Yo-Yo Ma, currently the Judson and Joyce Green Creative Consultant for the Chicago Symphony Orchestra, along with members from the same orchestra and the Civic Orchestra of Chicago, took the stage at Symphony Center for a single night last Wednesday. The program began with the most interesting number of the night: the complete Bach Two-Part Inventions, BWV 772–786, originally for keyboard, but here arranged into a kaleidescope of chamber formations (not only duos) among a group consisting of marimba, oboe, flute, viola, English horn, piccolo, bass clarinet, trumpet, trombone, French horn, and – of course – a cello.

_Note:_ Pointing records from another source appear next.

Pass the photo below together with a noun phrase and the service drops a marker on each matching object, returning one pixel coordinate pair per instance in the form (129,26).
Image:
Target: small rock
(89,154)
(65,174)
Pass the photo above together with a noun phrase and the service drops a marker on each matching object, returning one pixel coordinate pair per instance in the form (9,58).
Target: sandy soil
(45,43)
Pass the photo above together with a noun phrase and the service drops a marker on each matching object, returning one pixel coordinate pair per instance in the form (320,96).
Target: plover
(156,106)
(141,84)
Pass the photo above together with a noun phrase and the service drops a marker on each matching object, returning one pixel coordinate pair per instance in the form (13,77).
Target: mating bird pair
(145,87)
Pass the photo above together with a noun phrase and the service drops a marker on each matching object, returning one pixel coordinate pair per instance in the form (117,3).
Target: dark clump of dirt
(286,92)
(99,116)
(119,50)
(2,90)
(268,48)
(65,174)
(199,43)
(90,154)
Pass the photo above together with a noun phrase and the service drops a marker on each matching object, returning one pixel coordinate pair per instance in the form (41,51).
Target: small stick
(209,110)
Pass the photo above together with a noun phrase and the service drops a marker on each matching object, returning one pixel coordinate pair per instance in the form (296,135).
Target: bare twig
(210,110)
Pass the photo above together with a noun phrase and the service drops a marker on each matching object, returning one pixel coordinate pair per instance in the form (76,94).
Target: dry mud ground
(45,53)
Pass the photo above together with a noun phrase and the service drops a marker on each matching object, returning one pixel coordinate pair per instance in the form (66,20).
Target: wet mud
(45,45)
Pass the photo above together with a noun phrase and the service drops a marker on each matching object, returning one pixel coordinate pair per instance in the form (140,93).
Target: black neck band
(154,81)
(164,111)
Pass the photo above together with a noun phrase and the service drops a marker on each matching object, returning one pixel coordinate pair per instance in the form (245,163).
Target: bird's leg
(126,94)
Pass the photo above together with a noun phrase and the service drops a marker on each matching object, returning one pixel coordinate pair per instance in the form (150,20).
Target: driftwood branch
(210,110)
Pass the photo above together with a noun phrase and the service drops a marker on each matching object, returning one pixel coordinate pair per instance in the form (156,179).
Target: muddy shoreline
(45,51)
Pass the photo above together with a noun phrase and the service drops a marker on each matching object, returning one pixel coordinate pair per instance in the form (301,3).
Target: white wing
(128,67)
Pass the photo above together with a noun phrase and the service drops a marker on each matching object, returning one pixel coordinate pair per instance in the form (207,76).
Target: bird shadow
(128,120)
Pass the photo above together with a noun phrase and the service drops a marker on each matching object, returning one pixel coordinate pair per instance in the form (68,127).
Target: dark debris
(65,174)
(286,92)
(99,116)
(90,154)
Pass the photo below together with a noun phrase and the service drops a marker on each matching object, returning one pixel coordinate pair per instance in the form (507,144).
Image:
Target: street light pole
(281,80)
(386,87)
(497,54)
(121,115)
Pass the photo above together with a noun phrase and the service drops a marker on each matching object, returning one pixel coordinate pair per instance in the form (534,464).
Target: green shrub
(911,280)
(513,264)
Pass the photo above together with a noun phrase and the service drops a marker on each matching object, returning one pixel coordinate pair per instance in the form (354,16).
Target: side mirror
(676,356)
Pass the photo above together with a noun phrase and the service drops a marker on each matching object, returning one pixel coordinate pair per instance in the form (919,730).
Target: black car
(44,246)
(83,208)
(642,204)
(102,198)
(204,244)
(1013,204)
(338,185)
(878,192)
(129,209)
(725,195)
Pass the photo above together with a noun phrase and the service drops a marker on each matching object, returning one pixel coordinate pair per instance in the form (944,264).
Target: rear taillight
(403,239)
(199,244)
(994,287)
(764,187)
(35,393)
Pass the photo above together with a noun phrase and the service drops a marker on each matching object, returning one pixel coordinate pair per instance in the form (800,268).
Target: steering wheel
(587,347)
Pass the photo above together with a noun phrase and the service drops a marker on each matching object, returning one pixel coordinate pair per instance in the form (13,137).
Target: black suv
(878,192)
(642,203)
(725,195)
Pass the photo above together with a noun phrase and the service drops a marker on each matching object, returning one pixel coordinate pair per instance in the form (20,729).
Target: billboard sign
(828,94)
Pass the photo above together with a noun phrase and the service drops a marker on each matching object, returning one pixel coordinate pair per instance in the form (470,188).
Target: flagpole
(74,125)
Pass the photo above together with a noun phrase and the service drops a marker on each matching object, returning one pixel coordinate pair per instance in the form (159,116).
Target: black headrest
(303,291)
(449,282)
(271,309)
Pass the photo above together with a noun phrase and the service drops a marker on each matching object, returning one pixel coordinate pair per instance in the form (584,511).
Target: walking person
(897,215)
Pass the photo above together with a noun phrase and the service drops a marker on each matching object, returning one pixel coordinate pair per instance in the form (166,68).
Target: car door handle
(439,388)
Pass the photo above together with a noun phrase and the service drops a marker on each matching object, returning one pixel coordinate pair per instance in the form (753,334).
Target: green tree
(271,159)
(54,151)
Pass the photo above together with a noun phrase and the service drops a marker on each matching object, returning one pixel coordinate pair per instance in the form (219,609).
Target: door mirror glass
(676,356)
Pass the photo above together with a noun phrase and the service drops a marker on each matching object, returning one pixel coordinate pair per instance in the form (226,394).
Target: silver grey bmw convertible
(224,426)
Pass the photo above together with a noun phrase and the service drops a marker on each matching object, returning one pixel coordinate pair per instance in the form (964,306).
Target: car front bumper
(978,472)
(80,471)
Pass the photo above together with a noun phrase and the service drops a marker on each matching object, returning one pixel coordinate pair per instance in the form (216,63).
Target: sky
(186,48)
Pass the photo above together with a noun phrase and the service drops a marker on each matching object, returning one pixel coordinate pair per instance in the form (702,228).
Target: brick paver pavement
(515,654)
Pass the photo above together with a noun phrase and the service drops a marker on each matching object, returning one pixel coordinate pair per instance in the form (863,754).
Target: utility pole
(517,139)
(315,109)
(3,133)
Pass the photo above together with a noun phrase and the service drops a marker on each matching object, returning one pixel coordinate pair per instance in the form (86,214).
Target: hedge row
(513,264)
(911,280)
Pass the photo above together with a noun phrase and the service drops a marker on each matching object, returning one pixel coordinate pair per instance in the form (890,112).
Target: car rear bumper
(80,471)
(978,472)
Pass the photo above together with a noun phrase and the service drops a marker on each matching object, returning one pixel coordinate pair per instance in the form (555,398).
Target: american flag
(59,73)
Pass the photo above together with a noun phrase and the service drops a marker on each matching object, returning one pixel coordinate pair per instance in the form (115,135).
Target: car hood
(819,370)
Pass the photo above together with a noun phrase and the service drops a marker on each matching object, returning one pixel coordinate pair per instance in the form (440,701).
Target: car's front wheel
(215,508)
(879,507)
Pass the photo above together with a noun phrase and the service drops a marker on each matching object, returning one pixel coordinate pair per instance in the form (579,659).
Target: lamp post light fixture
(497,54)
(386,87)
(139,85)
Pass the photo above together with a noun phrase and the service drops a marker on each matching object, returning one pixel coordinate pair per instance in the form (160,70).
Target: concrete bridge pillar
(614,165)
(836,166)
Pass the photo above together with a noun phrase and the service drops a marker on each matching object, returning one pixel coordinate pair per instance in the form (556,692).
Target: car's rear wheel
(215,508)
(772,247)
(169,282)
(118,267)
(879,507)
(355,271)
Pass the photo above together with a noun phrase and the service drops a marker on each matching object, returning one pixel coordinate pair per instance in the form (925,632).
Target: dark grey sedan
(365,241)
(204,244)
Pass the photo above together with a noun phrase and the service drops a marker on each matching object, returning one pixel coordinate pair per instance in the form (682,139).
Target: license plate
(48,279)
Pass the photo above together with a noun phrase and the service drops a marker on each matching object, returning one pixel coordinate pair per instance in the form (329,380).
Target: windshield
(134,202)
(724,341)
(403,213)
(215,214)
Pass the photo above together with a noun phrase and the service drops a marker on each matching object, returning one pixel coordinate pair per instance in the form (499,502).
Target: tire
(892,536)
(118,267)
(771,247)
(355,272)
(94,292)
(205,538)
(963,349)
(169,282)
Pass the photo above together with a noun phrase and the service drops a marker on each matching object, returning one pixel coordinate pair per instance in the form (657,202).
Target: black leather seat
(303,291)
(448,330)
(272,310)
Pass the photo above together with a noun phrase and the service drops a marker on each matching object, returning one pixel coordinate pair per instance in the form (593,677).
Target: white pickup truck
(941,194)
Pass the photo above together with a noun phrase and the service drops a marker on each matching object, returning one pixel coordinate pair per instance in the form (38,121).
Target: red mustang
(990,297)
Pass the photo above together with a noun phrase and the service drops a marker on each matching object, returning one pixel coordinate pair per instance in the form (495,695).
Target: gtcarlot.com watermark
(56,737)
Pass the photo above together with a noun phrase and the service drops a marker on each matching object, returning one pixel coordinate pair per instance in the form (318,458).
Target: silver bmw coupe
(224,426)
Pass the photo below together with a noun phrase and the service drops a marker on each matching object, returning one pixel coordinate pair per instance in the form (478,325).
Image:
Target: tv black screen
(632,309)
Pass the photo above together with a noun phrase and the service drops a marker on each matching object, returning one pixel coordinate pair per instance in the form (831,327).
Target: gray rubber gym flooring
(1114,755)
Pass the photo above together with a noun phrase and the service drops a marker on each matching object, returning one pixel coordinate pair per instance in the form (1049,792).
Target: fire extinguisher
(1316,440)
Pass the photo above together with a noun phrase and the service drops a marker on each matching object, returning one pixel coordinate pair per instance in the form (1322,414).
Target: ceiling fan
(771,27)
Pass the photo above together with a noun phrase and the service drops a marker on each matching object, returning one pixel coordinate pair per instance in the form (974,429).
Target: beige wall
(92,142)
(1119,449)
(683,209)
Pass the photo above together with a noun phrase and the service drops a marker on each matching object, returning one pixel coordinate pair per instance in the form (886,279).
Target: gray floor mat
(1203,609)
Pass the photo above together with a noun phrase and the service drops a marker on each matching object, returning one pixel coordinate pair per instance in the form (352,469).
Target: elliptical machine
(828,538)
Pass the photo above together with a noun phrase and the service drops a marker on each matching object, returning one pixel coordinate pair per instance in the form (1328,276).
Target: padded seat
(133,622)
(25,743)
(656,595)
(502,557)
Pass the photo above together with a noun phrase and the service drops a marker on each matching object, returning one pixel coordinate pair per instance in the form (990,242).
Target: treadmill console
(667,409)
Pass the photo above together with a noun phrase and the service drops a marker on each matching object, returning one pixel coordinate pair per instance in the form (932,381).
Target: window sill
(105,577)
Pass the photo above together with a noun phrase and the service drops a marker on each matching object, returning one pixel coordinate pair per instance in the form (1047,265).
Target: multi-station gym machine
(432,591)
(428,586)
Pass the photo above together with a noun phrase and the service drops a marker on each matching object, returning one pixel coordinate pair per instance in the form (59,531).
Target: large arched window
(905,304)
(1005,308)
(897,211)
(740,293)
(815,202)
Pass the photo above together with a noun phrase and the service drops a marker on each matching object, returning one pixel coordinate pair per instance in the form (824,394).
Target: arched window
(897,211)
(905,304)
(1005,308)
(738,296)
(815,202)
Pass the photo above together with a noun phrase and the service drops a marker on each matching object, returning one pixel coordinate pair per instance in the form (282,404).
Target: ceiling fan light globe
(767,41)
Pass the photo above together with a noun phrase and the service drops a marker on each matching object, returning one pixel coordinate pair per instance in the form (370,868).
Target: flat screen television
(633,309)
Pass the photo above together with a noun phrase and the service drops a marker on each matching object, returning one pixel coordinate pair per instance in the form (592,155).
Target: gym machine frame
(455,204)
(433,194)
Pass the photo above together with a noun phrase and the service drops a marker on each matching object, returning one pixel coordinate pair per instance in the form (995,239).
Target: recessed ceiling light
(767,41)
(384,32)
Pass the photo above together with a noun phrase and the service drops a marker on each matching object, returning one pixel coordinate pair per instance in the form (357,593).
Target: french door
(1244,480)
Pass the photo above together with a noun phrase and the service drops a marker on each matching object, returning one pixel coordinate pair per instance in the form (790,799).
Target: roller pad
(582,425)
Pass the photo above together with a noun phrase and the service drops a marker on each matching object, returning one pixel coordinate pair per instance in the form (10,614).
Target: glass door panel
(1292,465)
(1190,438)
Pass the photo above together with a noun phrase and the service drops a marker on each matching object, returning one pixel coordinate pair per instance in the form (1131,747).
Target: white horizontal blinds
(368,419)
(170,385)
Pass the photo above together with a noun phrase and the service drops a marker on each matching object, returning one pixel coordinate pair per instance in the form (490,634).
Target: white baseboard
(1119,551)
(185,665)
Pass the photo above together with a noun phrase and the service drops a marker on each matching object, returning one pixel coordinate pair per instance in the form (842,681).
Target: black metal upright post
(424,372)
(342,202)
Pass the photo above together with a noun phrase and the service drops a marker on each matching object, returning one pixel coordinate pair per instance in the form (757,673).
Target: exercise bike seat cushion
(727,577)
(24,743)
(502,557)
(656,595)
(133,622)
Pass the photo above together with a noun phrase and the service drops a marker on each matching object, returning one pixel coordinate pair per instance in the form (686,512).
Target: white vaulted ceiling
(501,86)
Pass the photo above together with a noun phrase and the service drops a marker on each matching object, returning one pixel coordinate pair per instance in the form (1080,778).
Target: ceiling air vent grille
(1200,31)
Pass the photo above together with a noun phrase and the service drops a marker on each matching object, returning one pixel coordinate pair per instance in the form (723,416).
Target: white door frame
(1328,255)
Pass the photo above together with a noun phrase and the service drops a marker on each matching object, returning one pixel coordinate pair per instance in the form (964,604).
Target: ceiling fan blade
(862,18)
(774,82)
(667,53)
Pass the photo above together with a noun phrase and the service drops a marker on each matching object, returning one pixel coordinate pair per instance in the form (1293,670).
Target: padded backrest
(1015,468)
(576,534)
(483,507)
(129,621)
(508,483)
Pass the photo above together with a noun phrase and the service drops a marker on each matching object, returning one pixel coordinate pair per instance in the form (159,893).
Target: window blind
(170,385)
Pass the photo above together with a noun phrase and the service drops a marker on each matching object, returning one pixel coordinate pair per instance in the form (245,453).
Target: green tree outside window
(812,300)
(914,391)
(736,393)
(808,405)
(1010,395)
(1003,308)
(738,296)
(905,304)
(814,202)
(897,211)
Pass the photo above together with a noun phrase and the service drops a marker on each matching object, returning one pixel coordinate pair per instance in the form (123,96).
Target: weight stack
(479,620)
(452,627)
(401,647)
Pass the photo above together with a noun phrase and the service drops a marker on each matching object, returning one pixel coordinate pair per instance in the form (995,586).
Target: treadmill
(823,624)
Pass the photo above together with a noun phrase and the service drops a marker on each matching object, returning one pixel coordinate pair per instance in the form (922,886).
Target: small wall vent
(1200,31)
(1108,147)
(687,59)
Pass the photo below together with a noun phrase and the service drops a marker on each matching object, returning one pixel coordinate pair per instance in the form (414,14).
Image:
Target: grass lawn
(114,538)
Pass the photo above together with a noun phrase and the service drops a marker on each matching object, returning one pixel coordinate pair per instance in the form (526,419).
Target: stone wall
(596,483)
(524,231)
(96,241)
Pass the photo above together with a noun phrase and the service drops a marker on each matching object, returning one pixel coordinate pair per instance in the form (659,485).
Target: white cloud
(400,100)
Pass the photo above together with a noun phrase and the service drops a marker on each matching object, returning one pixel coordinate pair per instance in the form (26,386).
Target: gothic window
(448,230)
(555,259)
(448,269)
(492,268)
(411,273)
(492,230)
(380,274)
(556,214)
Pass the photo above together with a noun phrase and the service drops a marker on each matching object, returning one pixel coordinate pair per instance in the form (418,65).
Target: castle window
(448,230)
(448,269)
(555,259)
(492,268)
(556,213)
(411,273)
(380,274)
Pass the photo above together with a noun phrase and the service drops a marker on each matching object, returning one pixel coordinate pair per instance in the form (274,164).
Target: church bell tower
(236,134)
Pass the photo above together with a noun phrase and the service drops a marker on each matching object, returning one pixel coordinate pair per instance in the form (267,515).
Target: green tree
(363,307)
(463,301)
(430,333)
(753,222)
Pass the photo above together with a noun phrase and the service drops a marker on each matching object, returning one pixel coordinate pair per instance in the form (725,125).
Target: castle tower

In his typically disarming manner, Yo-Yo Ma – clearly, and despite the theatrics of equality, the center of focus of the night – began by picking up a microphone and relating an anecdote about how the arrangement of the inventions, by composer Dmitri Yanov-Yanovsky, came to be. The story’s main function was to create an atmosphere of intimacy and ease, to smudge the boundary between the performance and the exterior world of the Chicago Loop. It certainly did that. A touch of theatricality, or even simply a basic attention to how the choreography of a concert performance is perceived, helps too: in response to Ma’s expressed desire that we feel as if we were simply at someone’s house, and Yo-Yo Ma and a bunch of CSO musicians happened to be there, and someone rummaged out of an old piano bench a worn copy of the Bach Two-Part Inventions – well, what would happen? – the stage lights were brought way down, and spot lighting traced the various entrances and exits of the instruments across the fifteen numbers of the set.
The effect of the lighting was somewhere between that of aromatherapy candles and a full-on massage. And, it focused the hearing – or perhaps my sharpened sense of the counterpoint in these keyboard exercises was for the simple reason that different instrumental timbres took each line, and each number, in a way distancing the upper and lower voices in such a way that one could almost listen to them separately. Only the ineluctable bond of the harmony garlanded them together in an entirely relaxed and almost casual union. It was a lovely effect. Whether performing fifteen inventions in a row and banking entirely on the sustained interest of this effect was a miscalculation is another question. It baffles me why the tone and dynamic throughout was one of spa-like gentleness – why, for instance, couldn’t one of the duets between brass instruments take on a more brilliant, forceful character?